The bank submitted that by letter dated October 25, 2006, it made an offer to the respondent for an import finance facility in the sum of N1billion to finance the importation of petroleum products on short term revolving basis, adding that all the terms and conditions attached to the offer were dully accepted on behalf of the company by its alter ego.
It was also stated that the facility was granted at a negotiated interest rate of 17 per cent per annum, subject to review by the bank in accordance with the prevailing money market rate. The petitioner further stated that Senator Adedapo Abiodun, the respondent’s managing director, personally guaranteed the repayment of the principal sum of N1billion and in that respect.
According to the petitioner, Abiodun failed to redeem the guaranteed sum upon the inability of the respondent to liquidate its indebtedness with the bank. Besides, Heyden Petroleum again applied and was availed a share loan facility in the sum of N112 million for a tenor of 12 months. It was submitted that as a security for the share loan facility, the oil company issued a promissory note to the bank whereupon it guaranteed to pay the principal sum of N112 million immediately a demand is made to that effect. Surprisingly, the respondent failed to honour the aforesaid promissory note.

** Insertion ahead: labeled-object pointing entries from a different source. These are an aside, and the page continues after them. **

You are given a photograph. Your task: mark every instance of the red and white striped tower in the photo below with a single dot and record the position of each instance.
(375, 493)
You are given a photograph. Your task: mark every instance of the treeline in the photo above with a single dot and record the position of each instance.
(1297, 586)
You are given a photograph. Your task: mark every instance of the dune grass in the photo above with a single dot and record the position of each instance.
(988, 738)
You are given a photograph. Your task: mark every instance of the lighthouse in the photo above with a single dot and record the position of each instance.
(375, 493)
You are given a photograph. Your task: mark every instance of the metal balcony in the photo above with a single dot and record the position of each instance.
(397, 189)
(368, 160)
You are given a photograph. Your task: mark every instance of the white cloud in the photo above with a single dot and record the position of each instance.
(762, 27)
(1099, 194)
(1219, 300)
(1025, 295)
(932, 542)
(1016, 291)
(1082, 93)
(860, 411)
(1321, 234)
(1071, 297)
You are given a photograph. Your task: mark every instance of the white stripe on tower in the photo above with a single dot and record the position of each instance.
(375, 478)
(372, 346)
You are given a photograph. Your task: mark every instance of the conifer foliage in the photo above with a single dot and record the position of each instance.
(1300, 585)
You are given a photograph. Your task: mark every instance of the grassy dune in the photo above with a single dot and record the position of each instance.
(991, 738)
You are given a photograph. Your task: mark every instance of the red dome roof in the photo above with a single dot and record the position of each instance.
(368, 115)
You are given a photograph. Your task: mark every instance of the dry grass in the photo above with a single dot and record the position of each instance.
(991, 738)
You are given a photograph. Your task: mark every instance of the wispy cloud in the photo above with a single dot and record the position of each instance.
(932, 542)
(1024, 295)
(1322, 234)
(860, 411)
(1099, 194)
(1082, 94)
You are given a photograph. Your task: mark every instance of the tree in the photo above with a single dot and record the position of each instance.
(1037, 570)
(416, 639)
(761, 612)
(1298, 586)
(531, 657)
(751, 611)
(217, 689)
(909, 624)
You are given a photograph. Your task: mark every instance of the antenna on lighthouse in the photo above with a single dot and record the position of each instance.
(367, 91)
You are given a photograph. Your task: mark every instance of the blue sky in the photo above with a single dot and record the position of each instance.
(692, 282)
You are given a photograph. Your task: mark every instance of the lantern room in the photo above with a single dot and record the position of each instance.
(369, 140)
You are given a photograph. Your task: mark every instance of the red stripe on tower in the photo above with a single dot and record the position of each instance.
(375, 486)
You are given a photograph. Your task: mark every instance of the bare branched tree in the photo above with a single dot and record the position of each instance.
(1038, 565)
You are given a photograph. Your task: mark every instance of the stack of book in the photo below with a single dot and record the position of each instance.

The petitioner averred that the two facilities were governed by terms and conditions, stressing that the respondent company continued to flout and act in utter disregard of the said terms by failing to put its account in funds, thereby resulting in massive debt burden which it is unable to repay. It further averred that the oil company’s inability to comply with the tenet of the facilities led to the classification of its account as non-performing during the audit of the CBN.
It contends that consequent upon the respondent’s breach of its obligation which led to the blacklisting of the bank by CBN, it (petitioner) served statutory demand on the respondent for the payment of its debt but the oil company failed, neglected and refused to pay.

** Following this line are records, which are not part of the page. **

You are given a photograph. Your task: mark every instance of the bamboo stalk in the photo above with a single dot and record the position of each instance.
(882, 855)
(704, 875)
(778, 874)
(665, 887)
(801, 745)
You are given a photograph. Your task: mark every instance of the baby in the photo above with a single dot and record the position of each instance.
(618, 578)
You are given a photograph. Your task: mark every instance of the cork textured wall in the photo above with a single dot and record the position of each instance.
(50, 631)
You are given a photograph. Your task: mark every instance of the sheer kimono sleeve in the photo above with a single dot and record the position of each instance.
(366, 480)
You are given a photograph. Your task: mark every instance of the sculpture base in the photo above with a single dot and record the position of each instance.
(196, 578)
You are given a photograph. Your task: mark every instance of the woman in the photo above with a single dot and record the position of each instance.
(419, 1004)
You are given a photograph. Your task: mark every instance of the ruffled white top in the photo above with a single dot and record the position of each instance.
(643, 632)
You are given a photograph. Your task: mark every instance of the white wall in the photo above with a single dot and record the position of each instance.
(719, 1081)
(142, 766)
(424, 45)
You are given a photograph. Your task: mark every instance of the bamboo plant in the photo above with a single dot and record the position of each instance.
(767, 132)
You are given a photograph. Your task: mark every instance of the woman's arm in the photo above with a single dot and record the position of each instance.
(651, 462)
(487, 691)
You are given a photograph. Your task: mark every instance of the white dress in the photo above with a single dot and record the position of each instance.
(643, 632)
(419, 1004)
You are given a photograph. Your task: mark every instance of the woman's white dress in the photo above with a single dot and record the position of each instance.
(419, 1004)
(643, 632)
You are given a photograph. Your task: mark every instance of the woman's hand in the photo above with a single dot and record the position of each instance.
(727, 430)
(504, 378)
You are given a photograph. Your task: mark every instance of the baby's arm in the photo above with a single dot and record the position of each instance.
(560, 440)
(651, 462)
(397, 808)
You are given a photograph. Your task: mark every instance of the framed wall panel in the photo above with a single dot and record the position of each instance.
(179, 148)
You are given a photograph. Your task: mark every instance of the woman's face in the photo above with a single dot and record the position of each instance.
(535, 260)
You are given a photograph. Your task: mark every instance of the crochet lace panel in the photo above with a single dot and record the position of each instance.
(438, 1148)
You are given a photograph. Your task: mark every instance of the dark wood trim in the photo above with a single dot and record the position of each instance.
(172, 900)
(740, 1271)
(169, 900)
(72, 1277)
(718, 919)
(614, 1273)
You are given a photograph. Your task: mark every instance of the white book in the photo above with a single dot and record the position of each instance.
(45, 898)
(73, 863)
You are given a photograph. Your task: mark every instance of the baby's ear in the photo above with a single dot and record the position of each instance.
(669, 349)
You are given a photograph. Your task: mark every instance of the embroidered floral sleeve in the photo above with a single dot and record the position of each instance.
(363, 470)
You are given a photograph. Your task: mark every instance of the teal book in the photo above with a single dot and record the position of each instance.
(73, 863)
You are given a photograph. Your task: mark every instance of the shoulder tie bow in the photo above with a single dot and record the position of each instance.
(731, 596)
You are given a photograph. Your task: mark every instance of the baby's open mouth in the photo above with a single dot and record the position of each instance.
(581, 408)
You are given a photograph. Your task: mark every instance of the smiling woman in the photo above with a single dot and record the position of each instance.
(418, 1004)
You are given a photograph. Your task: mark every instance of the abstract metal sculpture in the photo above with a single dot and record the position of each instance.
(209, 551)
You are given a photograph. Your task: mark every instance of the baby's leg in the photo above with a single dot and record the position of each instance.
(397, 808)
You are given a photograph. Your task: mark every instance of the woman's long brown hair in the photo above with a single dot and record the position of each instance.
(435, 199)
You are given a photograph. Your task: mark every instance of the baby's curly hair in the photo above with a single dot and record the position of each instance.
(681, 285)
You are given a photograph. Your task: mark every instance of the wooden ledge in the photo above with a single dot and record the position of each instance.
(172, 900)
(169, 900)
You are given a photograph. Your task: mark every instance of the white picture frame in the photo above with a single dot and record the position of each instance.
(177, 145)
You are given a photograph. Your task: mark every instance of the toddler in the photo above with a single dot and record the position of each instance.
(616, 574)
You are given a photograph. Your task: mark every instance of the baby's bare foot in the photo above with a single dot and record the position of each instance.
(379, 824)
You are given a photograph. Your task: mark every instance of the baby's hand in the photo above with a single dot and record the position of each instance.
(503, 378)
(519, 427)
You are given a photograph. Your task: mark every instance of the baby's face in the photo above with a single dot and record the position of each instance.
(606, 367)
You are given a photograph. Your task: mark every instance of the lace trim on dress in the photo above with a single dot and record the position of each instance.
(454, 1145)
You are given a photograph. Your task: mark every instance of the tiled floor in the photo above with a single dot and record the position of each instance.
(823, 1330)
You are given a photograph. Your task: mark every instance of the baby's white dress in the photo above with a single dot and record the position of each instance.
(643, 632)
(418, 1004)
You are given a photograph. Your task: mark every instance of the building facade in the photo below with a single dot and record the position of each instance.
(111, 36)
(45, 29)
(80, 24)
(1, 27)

However, in its affidavit in opposition to the petition, Heyden Petroleum Limited denied being indebted to the bank in the sum of N1 billion. In the said affidavit deposed to by one Paul Aziegbemi, the company secretary/legal adviser, it was stated that though the bank offered the respondent import facility in the sum of N1 billion, but the bank did not at any time release or disburse the said sum to the oil company for its benefit or its offshore trading partners.
It was said that the bank made available to the respondent a sum of N440 million out of the said facility, adding that in the cause of its business transaction with the bank, repaid the sum of N198,889,981.01 leaving a balance of N241,830,511.52. The respondent submitted that Oceanic bank did not disburse or release the sum of N1 billion contained in the offer letter, rather, the letter was provided to capture the maximum credit limit the respondent could enjoy under the import finance facility.
It contended that the petition is clearly intended to harass it and also use same to force a recovery of a disputed sum under winding up proceedings. It urged the court to conduct full inquiry into the amounts outstanding before deciding or determining its indebtedness, praying the court to dismiss the petition in the interest of justice.